Larson's Spotlight on Traveling Employee, Special Employer, Intentional Tort, and Retaliatory Discharge. Larson's surveys the latest case developments that you need to know about. Thomas A. Robinson, the staff writer for Larson's Workers' Compensation Law, has compiled the list below.
NC: Serious Injuries Caused by Employee's Attempt "to Ride" Escalator Rail at Annual Sales Meeting Found Compensable
A North Carolina appellate court recently affirmed a decision by the state's Industrial Commission that awarded extensive workers' compensation benefits to an office manager who fell some 25 to 30 feet to a hard surface while trying "to ride" the railing of an escalator following a "festive" gathering for dinner and drinks associated with the employer's annual sales meeting. The manager worked in Texas and had traveled to Charlotte, NC to attend the four-day meeting, during which various workshops and business meetings were scheduled. The employer had provided alcoholic drinks before dinner, had served wine during the dinner, and paid for drinks in the bar following dinner. At the time of the accident, a group of employees, including the office manager, had begun the return walk to the hotel in which they were staying. The manager climbed onto the escalator railing and attempted to ride it down to the next floor, but fell and sustained serious injuries. A blood alcohol test at the hospital revealed that her blood alcohol level was "sufficient to cause a lack of inhibitory control that contributed to the accident." The employer contended the injury was the result of a deviation from the employment and/or that the injury did not arise out of and in the course of the employment, but the appellate court, following earlier precedent, held that the claim fell within the "well-established" rule set "that a traveling employee will be compensated under the Workers' Compensation Act for injuries received while returning to his [or her] hotel...."

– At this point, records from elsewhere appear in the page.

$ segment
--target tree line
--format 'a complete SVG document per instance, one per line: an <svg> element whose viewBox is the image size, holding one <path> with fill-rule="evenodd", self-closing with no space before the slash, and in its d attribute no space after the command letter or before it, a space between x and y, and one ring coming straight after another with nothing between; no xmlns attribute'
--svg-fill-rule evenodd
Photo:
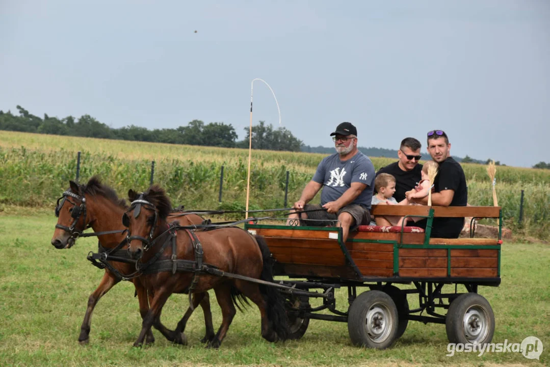
<svg viewBox="0 0 550 367"><path fill-rule="evenodd" d="M242 140L238 136L231 124L223 122L211 122L205 124L200 120L193 120L187 126L180 126L176 129L153 129L149 130L134 125L113 129L100 122L89 114L81 116L78 119L73 116L59 119L44 114L43 118L35 116L19 105L16 106L19 115L11 111L4 112L0 110L0 130L51 134L53 135L99 138L151 143L164 143L172 144L186 144L220 146L228 148L244 148L249 147L250 129L245 128L245 135ZM273 128L271 124L260 121L252 127L252 148L268 150L308 152L330 154L334 153L333 146L315 146L305 145L303 142L294 136L284 127ZM384 148L359 147L360 151L370 157L387 157L397 158L397 151ZM428 156L427 154L424 154ZM476 160L466 155L464 158L454 157L462 163L488 164L491 160ZM494 162L497 166L505 166L499 161ZM533 166L534 168L550 169L550 162L540 162Z"/></svg>
<svg viewBox="0 0 550 367"><path fill-rule="evenodd" d="M248 148L249 144L249 128L244 129L245 138L238 141L235 128L231 124L223 122L205 124L200 120L193 120L187 126L176 129L149 130L134 125L113 129L89 114L78 119L70 116L59 119L45 113L44 118L41 118L20 106L16 108L18 116L11 111L0 111L0 130L228 148ZM252 127L252 147L254 149L301 151L302 145L302 141L286 128L274 129L271 124L266 125L263 121Z"/></svg>

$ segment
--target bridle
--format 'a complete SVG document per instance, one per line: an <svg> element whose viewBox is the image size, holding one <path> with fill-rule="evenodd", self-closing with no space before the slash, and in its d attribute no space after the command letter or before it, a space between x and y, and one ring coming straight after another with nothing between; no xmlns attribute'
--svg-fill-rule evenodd
<svg viewBox="0 0 550 367"><path fill-rule="evenodd" d="M80 205L77 206L76 203L74 202L71 200L71 198L75 199L77 200L80 200ZM59 212L61 211L61 208L63 207L63 204L65 204L65 201L69 201L69 202L74 206L70 213L71 217L74 220L70 227L56 224L56 228L63 229L65 232L69 232L70 233L70 238L76 240L77 238L82 235L82 232L85 231L87 228L86 227L86 198L85 198L84 195L81 196L76 195L70 190L67 190L67 191L64 191L63 196L57 199L57 203L56 205L54 212L56 216L58 218L59 217ZM75 226L76 225L76 223L78 223L81 216L82 215L84 216L84 228L81 231L75 229Z"/></svg>
<svg viewBox="0 0 550 367"><path fill-rule="evenodd" d="M155 230L156 229L157 227L157 218L158 217L158 211L157 210L157 208L154 204L142 199L143 195L143 193L141 194L138 199L132 201L130 205L130 209L122 215L122 224L126 227L128 227L129 226L130 218L128 217L128 213L131 211L133 209L134 211L133 215L134 218L137 218L139 216L140 213L141 212L142 206L144 206L145 209L150 210L152 210L155 212L155 220L153 222L153 225L151 226L151 231L149 232L149 235L147 238L146 238L145 237L142 237L140 235L131 235L131 234L130 233L129 231L128 231L128 235L126 237L129 245L130 243L133 240L137 239L141 241L141 243L144 245L144 250L147 251L155 242L153 241L153 235L155 233Z"/></svg>

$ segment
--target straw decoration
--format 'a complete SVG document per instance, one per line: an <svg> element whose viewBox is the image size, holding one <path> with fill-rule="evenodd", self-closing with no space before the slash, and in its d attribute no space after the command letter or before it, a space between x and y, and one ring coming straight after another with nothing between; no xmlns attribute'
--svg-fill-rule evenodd
<svg viewBox="0 0 550 367"><path fill-rule="evenodd" d="M497 184L497 180L494 176L497 173L497 167L494 165L494 161L491 161L487 166L487 173L491 179L491 183L493 184L493 205L494 206L498 206L498 200L497 199L497 189L495 185Z"/></svg>
<svg viewBox="0 0 550 367"><path fill-rule="evenodd" d="M433 182L436 180L436 176L437 176L437 165L430 165L428 167L428 179L430 180L430 190L428 191L428 206L432 205L432 188L433 187Z"/></svg>

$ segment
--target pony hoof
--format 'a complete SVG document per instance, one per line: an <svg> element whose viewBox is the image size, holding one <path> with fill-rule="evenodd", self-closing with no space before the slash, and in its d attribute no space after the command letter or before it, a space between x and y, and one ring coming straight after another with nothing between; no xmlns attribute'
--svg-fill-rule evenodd
<svg viewBox="0 0 550 367"><path fill-rule="evenodd" d="M182 346L187 345L187 337L185 335L182 333L179 333L179 335L176 337L175 340L174 341L177 344L179 344Z"/></svg>
<svg viewBox="0 0 550 367"><path fill-rule="evenodd" d="M201 339L201 343L204 344L205 343L209 343L214 339L214 337L215 335L205 335L204 337Z"/></svg>
<svg viewBox="0 0 550 367"><path fill-rule="evenodd" d="M215 338L213 340L211 340L208 342L208 344L206 344L206 348L214 349L218 349L219 348L219 346L221 345L221 343L217 338Z"/></svg>

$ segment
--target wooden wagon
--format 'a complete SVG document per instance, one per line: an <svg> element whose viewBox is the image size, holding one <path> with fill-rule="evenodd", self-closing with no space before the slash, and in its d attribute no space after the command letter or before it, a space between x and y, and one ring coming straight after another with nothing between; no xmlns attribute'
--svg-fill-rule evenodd
<svg viewBox="0 0 550 367"><path fill-rule="evenodd" d="M425 231L361 226L345 243L338 227L246 224L264 236L276 261L275 275L288 277L282 282L294 289L285 291L291 337L301 337L310 319L342 321L354 344L384 348L415 320L446 324L451 342L490 342L494 316L477 291L479 286L500 284L502 224L496 238L432 238L430 232L437 217L497 218L502 223L501 208L375 205L372 213L424 216L427 224ZM444 293L443 286L449 284L454 291ZM458 284L467 293L459 293ZM344 310L337 309L334 297L342 287L349 303ZM361 287L370 290L358 295ZM312 294L322 299L321 305L310 305ZM410 309L408 296L417 297L419 307Z"/></svg>

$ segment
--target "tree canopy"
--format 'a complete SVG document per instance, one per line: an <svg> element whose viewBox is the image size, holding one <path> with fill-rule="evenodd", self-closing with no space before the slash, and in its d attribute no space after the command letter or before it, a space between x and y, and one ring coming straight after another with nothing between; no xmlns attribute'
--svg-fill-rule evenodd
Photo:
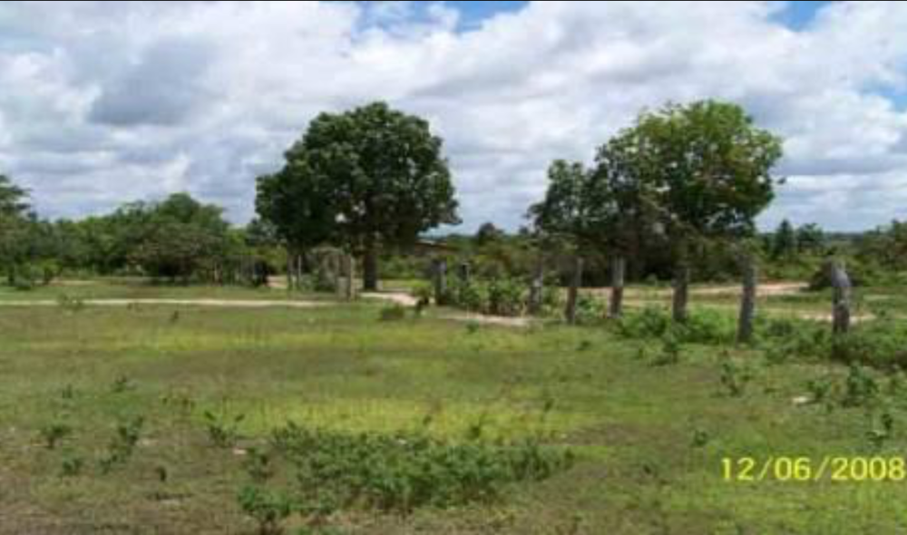
<svg viewBox="0 0 907 535"><path fill-rule="evenodd" d="M375 287L380 247L459 222L441 138L428 122L384 102L321 113L258 180L257 208L291 245L331 241L365 256Z"/></svg>

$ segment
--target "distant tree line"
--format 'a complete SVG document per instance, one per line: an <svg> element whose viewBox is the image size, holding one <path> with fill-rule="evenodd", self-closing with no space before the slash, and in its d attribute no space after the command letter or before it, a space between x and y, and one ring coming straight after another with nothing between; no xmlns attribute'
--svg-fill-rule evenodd
<svg viewBox="0 0 907 535"><path fill-rule="evenodd" d="M809 277L822 258L842 253L858 279L907 271L907 223L842 237L785 220L758 234L755 219L774 198L781 154L781 141L739 106L669 104L640 113L590 166L553 161L545 197L518 232L489 222L434 241L485 278L530 280L544 268L559 284L671 279L681 297L690 280L736 277L744 259L775 277ZM0 176L0 270L20 286L63 270L257 285L278 272L298 281L317 271L327 249L358 258L363 285L374 289L381 277L426 275L428 261L413 247L460 221L441 138L425 120L383 102L318 115L284 156L258 178L258 217L243 228L186 193L49 221ZM677 306L682 319L684 303Z"/></svg>

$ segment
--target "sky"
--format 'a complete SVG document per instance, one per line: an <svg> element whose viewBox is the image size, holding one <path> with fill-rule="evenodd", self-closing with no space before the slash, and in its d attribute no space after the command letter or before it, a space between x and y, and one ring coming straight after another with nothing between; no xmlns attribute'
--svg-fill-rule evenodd
<svg viewBox="0 0 907 535"><path fill-rule="evenodd" d="M907 219L907 3L0 3L0 173L78 218L188 191L254 216L319 112L444 140L463 225L524 224L557 158L643 109L742 105L785 140L782 219Z"/></svg>

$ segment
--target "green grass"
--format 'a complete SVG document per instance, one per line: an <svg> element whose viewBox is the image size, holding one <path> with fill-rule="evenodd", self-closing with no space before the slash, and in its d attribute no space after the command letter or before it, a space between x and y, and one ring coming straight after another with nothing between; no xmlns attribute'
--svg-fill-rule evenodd
<svg viewBox="0 0 907 535"><path fill-rule="evenodd" d="M94 291L123 297L109 285ZM577 455L569 471L515 485L500 502L406 517L353 509L329 519L340 533L852 534L907 525L907 482L722 481L726 456L875 454L865 407L829 413L791 401L810 379L843 382L842 366L769 366L757 351L697 345L683 346L676 365L653 366L659 342L605 328L475 329L432 312L380 321L382 306L0 309L0 533L254 532L236 500L244 458L210 443L205 411L245 414L240 448L262 445L288 420L393 433L418 431L431 414L428 433L445 440L466 440L483 421L488 440L542 436ZM754 371L741 396L724 392L727 358ZM891 410L886 456L907 445L907 412ZM102 473L116 425L136 416L144 425L132 457ZM42 429L61 423L72 432L46 448ZM62 475L72 459L83 461L80 473Z"/></svg>
<svg viewBox="0 0 907 535"><path fill-rule="evenodd" d="M0 286L0 301L55 300L62 296L81 299L325 299L325 294L290 293L278 288L252 288L233 286L195 286L156 284L143 278L99 278L61 281L38 286L31 290L17 290Z"/></svg>

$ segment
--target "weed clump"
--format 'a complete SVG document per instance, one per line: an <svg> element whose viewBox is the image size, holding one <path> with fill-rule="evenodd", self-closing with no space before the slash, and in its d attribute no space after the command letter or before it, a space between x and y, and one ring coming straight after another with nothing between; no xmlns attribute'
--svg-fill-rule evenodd
<svg viewBox="0 0 907 535"><path fill-rule="evenodd" d="M323 517L354 505L406 514L423 506L489 502L507 483L539 481L572 454L537 440L449 443L422 433L346 434L289 423L272 443L295 468L300 512Z"/></svg>
<svg viewBox="0 0 907 535"><path fill-rule="evenodd" d="M106 453L99 462L102 473L107 473L129 461L139 443L144 424L145 419L141 416L117 424L116 434L111 439Z"/></svg>
<svg viewBox="0 0 907 535"><path fill-rule="evenodd" d="M391 305L381 309L378 318L381 321L400 321L406 318L406 307L402 305Z"/></svg>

See Evans v. Hendrick Automotive Group, 2012 N.C. App. LEXIS 1469 (Dec. 31, 2012).
See generally Larson's Workers' Compensation Law, § 25.02.
NC: Estate May Proceed in Tort Against "Borrowing" Entity Where Staffing Agreement Between Employment Agency and Borrowing Entity Stated that Worker Was Not Employee of Borrowing Entity
The Court of Appeals of North Carolina recently reversed an order entered by a state trial court that had dismissed, on workers' compensation exclusivity grounds, a civil action filed against a county by the estate of a deceased worker who was killed in a workplace accident at a county landfill. The worker had been supplied to the county by an employment-staffing firm under the terms of a written agreement that clearly stated the worker was not to be considered an employee of the county. The court acknowledged the general rule that when a general employer (the staffing firm) supplies a worker to a special employer (here, the county), the latter becomes liable for workers' compensation only when (a) the employee has made a contract of hire with the special employer; (b) the work being performed is essentially that of the special employer; and (c) the special employer has the right to control the details of the work. Here the appellate court agreed that the first condition was missing: there was no contract of hire between the county and the deceased employee. There was, therefore, no immunity afforded the county under the exclusive remedy doctrine.
See Gregory v. Cleveland County, 2012 N.C. App. LEXIS 1477 (Dec. 31, 2012).
See generally Larson's Workers' Compensation Law, §§ 67.02, 111.02.
OH: Worker's Intentional Tort Claim Under State's "Substantially Certain" Rule Fails-No Evidence That Employer Intended Injury in Spite of Lack of Safety Training
An Ohio appellate court has affirmed a decision of a state trial court that granted summary judgment, on exclusivity grounds, to an employer sued by an employee who suffered a partial amputation of his left thumb as the employee handled a meat-cutting band saw. Construing the statutory provision [Ohio Rev. Code § 2745.01] that allows tort actions to proceed against the employer where that employer committed the tortious act with the intent to injure another or with the belief that the injury was "substantially certain" to occur, the court held that the lack of safety training could not be stretched to bring the claim within the "substantially certain" rule.
See Simonelli v. Fligner, 2012 Ohio 6112; 2012 Ohio App. LEXIS 5276 (Dec. 26, 2012).
See generally Larson's Workers' Compensation Law, § 103.04.
MO: Under Retaliatory Discharge Statute, Aggrieved Former Employee Must Prove That the Filing of Workers' Comp Claim Was Exclusive Factor in Employer's Decision to Fire
Many states provide a remedy to a worker who can show that he or she was discharged for exercising available rights under the state's workers' compensation law [see Larson's Workers' Compensation Law, § 104.07]. Must the discharged employee show that the filing of the workers' compensation claim was the sole reason for the firing? Is it sufficient if the filing of the comp claim was a contributing cause? A Missouri appellate court recently held that the state's statute, Rev. Stat. Mo. § 287.780, requires a showing that the decision to fire was the exclusive cause of the termination.
See Templemire v. W&M Welding, Inc., 2012 Mo. App. LEXIS 1639 (Dec. 26, 2012).
See generally Larson's Workers' Compensation Law, § 104.07.